Shame on Mom

30 May 2005



Gold Star Mothers Reject Legal Resident

The Gold Star Mothers is an organization no woman could possibly want to join. The price of admission is one dead child, in uniform, for the protection of the republic. And it may seem churlish to criticize such a group on Memorial Day, but when people do a stupid and selfish thing, churlish is as churlish does. The group of women has decided that another mother, a legal resident of Yonkers, New York, does not qualify as a member. Staff Sergeant Anthony Lagman died in Afghanistan, and his mother Ligaya Lagman cannot attend the meetings of the other grieving mothers because she is a legal resident and not a citizen of the US.

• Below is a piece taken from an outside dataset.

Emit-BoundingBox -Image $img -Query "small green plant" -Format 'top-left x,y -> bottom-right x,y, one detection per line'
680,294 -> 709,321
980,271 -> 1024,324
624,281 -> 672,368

The Kensington Review takes the idea of citizenship much more seriously than the US government does. The government not only is entitled to the loyalty of its citizens and their sacrifice in time of national need, but the citizens are entitled (yes, entitled by virtue of being citizens) to certain privileges like voting, petitioning for the redress of grievances and free healthcare (because after all, the right to freely assemble is rather circumscribed if one is contagious).

As for immigrants, they come in two varieties, legal and illegal. Legal immigrants are the life blood of the American project. Apart from the Navajo, Algonquin and other native nations, every American is or is descended from legal immigrants (in the case of African Americans, this is a tenuous assertion, and their patriotism and affection for a nation that has never fully accepted them is rather astounding). And by coming into the US under American law, they are already demonstrating the primary principle of citizenship – playing by the rules. Of illegal immigration, none of that is true. The illegals are exploited, often dying in their attempts to evade border patrols, and in the end, their presence undermines support for immigration of any kind. And the American government needs to implement radical reform to address this.

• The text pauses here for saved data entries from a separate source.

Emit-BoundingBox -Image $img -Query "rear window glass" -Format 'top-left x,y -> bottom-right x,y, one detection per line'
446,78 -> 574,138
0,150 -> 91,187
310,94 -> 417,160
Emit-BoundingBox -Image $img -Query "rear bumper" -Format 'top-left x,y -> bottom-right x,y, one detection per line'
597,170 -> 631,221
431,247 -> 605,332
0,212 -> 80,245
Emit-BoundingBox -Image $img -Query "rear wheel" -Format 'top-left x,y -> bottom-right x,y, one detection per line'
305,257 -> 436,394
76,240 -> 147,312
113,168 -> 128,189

That said, Ms. Lagman has come to the US and legally so. She’s been here three decades. Her son, born in the US and therefore a citizen, died defending the constitution he swore to uphold, in a land halfway around the world. The jihadists shooting at him didn’t ask if his mom carried a Philippine passport or an American one. And Uncle Sam didn’t ask when Sergeant Lagman put on the uniform for the first time. It’s a bit late to worry about that now.

Ben Spadaro, of the Veterans of Foreign Wars Post 2885 in Eastchester, New York, told the New York Daily News his group of vets backed the mother and not the government for which he and his pals risked their lives. "I think a son is a son is a son and a mother is a mother is a mother. I don't want to hurt anyone. We're just a bunch of old men who want see a wrong righted." That bunch of old men are right (as they were throughout the 1940s). For what purpose did those sons of Gold Star Mothers give their lives if not for justice?